What does i_ m__n __ __v_r _____ ___ ____ ____ ___c_?

We have been getting a lot of questions lately about our block level
de-duplication, how it works, and how it is applied through the SpiderOak
process. As I consider myself to be layman, please allow me to explain this in
more simplistic terms – such that even I will be able to understand.

For the sake of this example, let us say you have created a document
entitled ‘Why peanut butter and jelly sandwiches are better when you place
salt & vinegar chips in the middle’. The size of this document is 10k.
After saving the initial version, you go back and make 9 additional edits.
Each time you make an edit, you save the document as a new version thus giving
you 10 complete versions. And with each version being exactly 10k, the
complete document takes up a total of 100k on disk (or 10 versions multiplied
by 10k).

SpiderOak, on the other hand, works much more efficiently when storing data
- creating many wonderful benefits for the user. As you can imagine, from the
first version of ‘Why peanut butter and jelly sandwiches are better when you
place salt & vinegar chips in the middle’ to the last, only small pieces
of the document have changed. One simple example is replacing the word
‘excitable’ with the word ‘volatile’ in the third paragraph. Instead of
storing (and uploading) a whole new version of the document each time a small
change is made, SpiderOak breaks each document into blocks of data and then
only backs up (or uploads) the change or delta between the new version and the
old. Using this process, the same 10 versions of the aforementioned document
on SpiderOak only amounts to 15k on disk (as opposed to 100k above).

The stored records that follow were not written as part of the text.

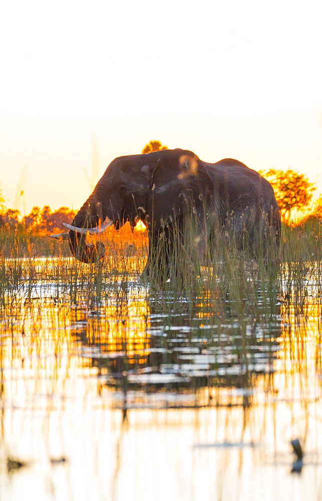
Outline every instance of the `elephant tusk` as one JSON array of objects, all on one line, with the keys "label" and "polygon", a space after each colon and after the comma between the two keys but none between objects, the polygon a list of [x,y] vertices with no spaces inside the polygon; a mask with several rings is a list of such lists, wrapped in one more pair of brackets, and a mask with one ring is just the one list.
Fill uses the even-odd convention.
[{"label": "elephant tusk", "polygon": [[103,233],[107,228],[114,224],[113,219],[108,219],[107,217],[105,221],[106,222],[104,222],[102,224],[96,226],[94,228],[78,228],[77,226],[72,226],[71,224],[68,224],[66,222],[63,222],[63,224],[66,226],[66,228],[68,228],[73,231],[76,231],[77,233],[83,233],[84,235],[86,235],[87,233],[89,233],[91,235],[99,235],[100,233]]},{"label": "elephant tusk", "polygon": [[59,233],[58,234],[50,236],[52,238],[56,238],[57,240],[68,240],[69,233]]}]

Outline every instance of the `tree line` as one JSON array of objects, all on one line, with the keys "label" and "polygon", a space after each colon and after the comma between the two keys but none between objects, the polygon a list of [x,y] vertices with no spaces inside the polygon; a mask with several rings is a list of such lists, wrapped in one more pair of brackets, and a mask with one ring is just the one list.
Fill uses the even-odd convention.
[{"label": "tree line", "polygon": [[[150,141],[142,150],[142,153],[167,149],[159,141]],[[293,224],[291,211],[302,211],[305,218],[315,217],[322,219],[322,195],[312,204],[313,194],[316,188],[309,182],[303,174],[290,168],[286,170],[270,169],[260,173],[269,181],[280,209],[282,219],[288,224]],[[28,215],[22,218],[19,210],[7,208],[5,200],[0,190],[0,229],[26,231],[38,235],[48,235],[65,230],[63,222],[70,222],[77,211],[68,207],[61,207],[53,211],[49,205],[43,208],[34,207]],[[310,209],[310,210],[309,210]],[[299,218],[299,222],[303,222]]]}]

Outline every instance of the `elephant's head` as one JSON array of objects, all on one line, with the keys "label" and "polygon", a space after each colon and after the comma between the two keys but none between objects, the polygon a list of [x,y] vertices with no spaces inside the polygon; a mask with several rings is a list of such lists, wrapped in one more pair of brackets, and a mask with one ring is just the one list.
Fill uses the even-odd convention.
[{"label": "elephant's head", "polygon": [[142,162],[144,156],[147,155],[114,160],[72,223],[64,223],[69,233],[51,235],[57,239],[68,239],[72,254],[79,261],[90,264],[104,257],[105,247],[102,242],[86,243],[88,232],[98,234],[113,224],[117,229],[127,220],[133,226],[139,218],[144,219],[150,166],[147,162],[147,165]]},{"label": "elephant's head", "polygon": [[156,231],[167,218],[184,211],[192,193],[194,205],[202,204],[201,163],[194,154],[180,149],[116,158],[72,224],[65,224],[69,233],[52,236],[68,238],[75,258],[93,263],[104,256],[104,246],[101,242],[88,245],[88,232],[101,233],[112,224],[117,229],[126,221],[133,227],[138,219]]}]

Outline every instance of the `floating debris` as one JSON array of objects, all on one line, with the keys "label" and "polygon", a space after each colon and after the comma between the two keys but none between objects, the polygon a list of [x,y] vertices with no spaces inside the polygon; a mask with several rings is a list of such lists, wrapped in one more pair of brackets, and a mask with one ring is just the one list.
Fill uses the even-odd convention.
[{"label": "floating debris", "polygon": [[21,468],[24,468],[27,466],[28,463],[24,461],[21,461],[15,457],[11,457],[9,456],[7,459],[7,467],[9,473],[12,471],[17,471]]},{"label": "floating debris", "polygon": [[66,463],[67,461],[67,458],[64,457],[64,456],[62,457],[51,457],[50,460],[52,464],[62,464],[63,463]]},{"label": "floating debris", "polygon": [[293,447],[293,452],[296,456],[296,459],[292,465],[291,473],[300,473],[303,467],[303,451],[299,440],[297,438],[291,441],[291,444]]}]

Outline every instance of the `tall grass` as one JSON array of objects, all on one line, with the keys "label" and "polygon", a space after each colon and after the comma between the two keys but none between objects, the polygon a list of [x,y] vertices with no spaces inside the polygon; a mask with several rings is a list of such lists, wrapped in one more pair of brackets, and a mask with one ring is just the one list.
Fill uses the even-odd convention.
[{"label": "tall grass", "polygon": [[[43,300],[50,300],[58,310],[66,311],[65,323],[87,319],[82,342],[124,354],[99,363],[100,370],[105,367],[119,374],[138,370],[142,364],[155,368],[180,365],[173,343],[178,342],[178,339],[174,341],[178,329],[185,332],[185,328],[194,334],[187,334],[177,346],[206,351],[229,347],[238,363],[246,368],[243,382],[238,383],[246,386],[252,384],[253,371],[249,368],[256,361],[254,347],[263,343],[275,346],[283,322],[299,326],[296,346],[298,356],[302,356],[305,322],[310,315],[320,315],[321,311],[322,239],[318,223],[293,228],[284,226],[279,261],[274,256],[270,265],[263,256],[257,261],[250,259],[236,248],[233,238],[222,236],[214,242],[206,242],[201,259],[197,229],[193,225],[186,228],[184,244],[181,228],[173,229],[173,245],[169,244],[168,235],[160,235],[148,279],[141,277],[147,252],[146,238],[142,235],[140,244],[139,239],[134,243],[128,239],[108,242],[103,263],[90,266],[68,255],[66,243],[45,237],[31,240],[19,234],[2,234],[0,315],[7,319],[3,321],[6,328],[22,314],[20,312],[33,315],[35,304],[41,309]],[[33,252],[31,243],[35,246]],[[135,298],[143,306],[138,306],[141,310],[135,328],[141,340],[133,348],[126,326]],[[158,322],[162,319],[164,332],[155,338],[150,334],[154,318]],[[112,323],[116,327],[111,337]],[[159,330],[159,323],[157,327]],[[293,329],[282,328],[283,335],[287,332],[290,337],[294,335]],[[320,325],[318,337],[320,334]],[[144,354],[139,345],[163,350],[163,354],[153,351]],[[215,371],[219,362],[212,367]],[[115,384],[127,387],[127,377],[123,376]],[[206,384],[216,385],[222,381],[214,376]]]}]

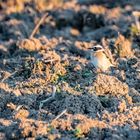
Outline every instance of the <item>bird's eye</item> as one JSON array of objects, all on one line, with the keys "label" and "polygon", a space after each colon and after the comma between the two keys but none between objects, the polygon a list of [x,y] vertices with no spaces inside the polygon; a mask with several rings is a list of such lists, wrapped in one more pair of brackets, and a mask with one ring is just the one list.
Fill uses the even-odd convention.
[{"label": "bird's eye", "polygon": [[97,51],[98,49],[97,49],[97,47],[94,47],[93,50],[94,50],[94,51]]}]

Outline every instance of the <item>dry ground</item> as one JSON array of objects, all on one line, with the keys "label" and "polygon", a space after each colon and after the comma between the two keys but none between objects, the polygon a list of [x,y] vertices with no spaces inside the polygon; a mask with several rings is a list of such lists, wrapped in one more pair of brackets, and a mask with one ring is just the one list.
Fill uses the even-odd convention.
[{"label": "dry ground", "polygon": [[[139,140],[139,10],[139,0],[0,0],[0,139]],[[95,70],[95,44],[116,68]]]}]

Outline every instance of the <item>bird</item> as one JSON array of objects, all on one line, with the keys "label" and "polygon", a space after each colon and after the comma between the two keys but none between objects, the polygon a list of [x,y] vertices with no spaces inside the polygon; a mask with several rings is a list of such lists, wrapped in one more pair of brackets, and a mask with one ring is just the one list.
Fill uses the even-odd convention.
[{"label": "bird", "polygon": [[107,53],[105,53],[105,49],[101,45],[93,46],[90,50],[91,64],[97,70],[106,72],[110,67],[114,67],[114,64],[111,63]]}]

Although the below visual example only uses two versions of a document, it
does further explain how the SpiderOak de-duplication process occurs.

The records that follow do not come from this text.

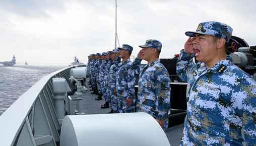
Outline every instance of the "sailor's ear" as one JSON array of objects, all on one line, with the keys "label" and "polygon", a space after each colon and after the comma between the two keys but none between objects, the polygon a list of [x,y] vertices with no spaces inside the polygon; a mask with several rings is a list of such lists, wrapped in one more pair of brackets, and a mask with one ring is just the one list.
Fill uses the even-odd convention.
[{"label": "sailor's ear", "polygon": [[155,54],[156,53],[156,52],[157,51],[157,50],[156,50],[156,48],[153,48],[152,49],[152,54]]},{"label": "sailor's ear", "polygon": [[226,43],[226,39],[225,38],[220,38],[217,41],[217,48],[221,48]]}]

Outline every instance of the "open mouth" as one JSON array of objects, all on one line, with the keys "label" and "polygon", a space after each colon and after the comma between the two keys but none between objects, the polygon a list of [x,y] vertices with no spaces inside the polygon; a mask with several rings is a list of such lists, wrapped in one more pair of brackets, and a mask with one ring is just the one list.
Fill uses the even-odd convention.
[{"label": "open mouth", "polygon": [[200,54],[200,50],[195,48],[194,48],[193,49],[195,51],[195,56],[197,57]]}]

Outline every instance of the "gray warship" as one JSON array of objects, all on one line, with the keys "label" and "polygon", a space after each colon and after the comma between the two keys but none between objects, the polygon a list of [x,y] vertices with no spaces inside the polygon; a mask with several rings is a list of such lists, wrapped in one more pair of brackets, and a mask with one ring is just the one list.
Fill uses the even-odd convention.
[{"label": "gray warship", "polygon": [[74,62],[71,63],[70,65],[69,65],[69,66],[74,66],[76,65],[83,65],[84,64],[83,63],[79,62],[79,60],[78,60],[78,58],[77,58],[77,56],[75,56],[75,58],[74,58]]},{"label": "gray warship", "polygon": [[4,61],[4,62],[0,62],[0,63],[5,65],[5,66],[13,66],[14,64],[16,64],[16,57],[13,55],[13,59],[11,61]]}]

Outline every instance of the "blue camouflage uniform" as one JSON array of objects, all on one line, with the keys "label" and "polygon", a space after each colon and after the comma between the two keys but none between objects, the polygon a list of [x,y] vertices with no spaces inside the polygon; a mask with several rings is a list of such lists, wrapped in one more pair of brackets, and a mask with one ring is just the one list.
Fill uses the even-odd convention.
[{"label": "blue camouflage uniform", "polygon": [[96,78],[94,75],[94,71],[95,69],[95,63],[97,61],[96,59],[94,59],[91,62],[91,64],[90,65],[90,74],[91,74],[91,77],[90,78],[90,81],[91,81],[91,84],[93,89],[95,90],[97,89],[97,83],[96,80]]},{"label": "blue camouflage uniform", "polygon": [[[109,54],[111,51],[108,51],[107,52],[107,54]],[[111,107],[111,98],[110,98],[110,92],[109,91],[109,89],[108,88],[108,74],[109,74],[109,70],[110,69],[110,67],[114,63],[114,61],[112,60],[111,58],[109,58],[107,64],[106,65],[106,67],[105,69],[104,76],[104,85],[105,88],[106,88],[106,93],[107,95],[107,101],[108,101],[109,103],[109,107],[112,109]]]},{"label": "blue camouflage uniform", "polygon": [[[97,53],[98,54],[98,53]],[[100,56],[100,54],[99,53]],[[96,89],[98,90],[98,92],[99,92],[99,94],[101,94],[101,88],[100,86],[100,82],[99,79],[99,67],[100,66],[100,65],[101,65],[101,63],[102,63],[102,60],[100,59],[98,59],[98,60],[96,60],[95,61],[95,68],[94,70],[94,78],[95,79],[96,81]]]},{"label": "blue camouflage uniform", "polygon": [[[102,55],[105,55],[106,54],[106,52],[102,53]],[[105,72],[105,68],[106,65],[107,64],[108,60],[106,59],[105,60],[102,60],[102,63],[100,65],[99,70],[99,78],[100,84],[100,87],[101,88],[101,93],[105,99],[105,102],[108,102],[107,95],[106,91],[106,88],[105,85],[104,85],[104,76]]]},{"label": "blue camouflage uniform", "polygon": [[[133,51],[133,47],[128,45],[123,45],[118,49],[125,49]],[[135,108],[135,77],[130,74],[129,69],[132,62],[130,58],[119,64],[118,70],[116,74],[116,90],[118,99],[118,107],[120,113],[134,112]],[[132,99],[130,106],[128,106],[126,98]]]},{"label": "blue camouflage uniform", "polygon": [[[117,50],[117,49],[116,49]],[[115,53],[118,51],[115,50]],[[118,64],[121,62],[121,58],[116,56],[115,60],[111,66],[108,74],[108,89],[110,95],[111,107],[113,112],[115,113],[119,113],[118,105],[118,98],[114,94],[114,90],[116,89],[116,72],[118,69]]]},{"label": "blue camouflage uniform", "polygon": [[[197,31],[215,36],[209,29],[231,36],[232,28],[219,25],[203,23]],[[226,36],[221,37],[228,43]],[[195,64],[194,56],[181,50],[176,65],[179,77],[187,82],[187,116],[180,145],[255,145],[256,82],[234,65],[230,56],[207,68],[203,62]]]},{"label": "blue camouflage uniform", "polygon": [[[145,45],[140,47],[153,47],[161,50],[162,44],[156,40],[148,40]],[[145,112],[155,119],[164,120],[163,130],[166,134],[168,113],[170,109],[169,72],[159,59],[140,67],[141,61],[135,59],[130,69],[132,74],[139,77],[136,112]]]}]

This process saves our users a considerable amount of space as a user is
only billed for the de-duplicated amount. Furthermore, the upload can occur
with much greater speed because only the changed blocks of data are sent from
one version to the next. In the end, SpiderOak works extraordinarily hard to
never upload and/or store the same block of data twice – saving our users
money and time.

Question: So perhaps now you may better understand the title and how it
relates to de-duplication?

Answer: What does it mean to never store the same data twice?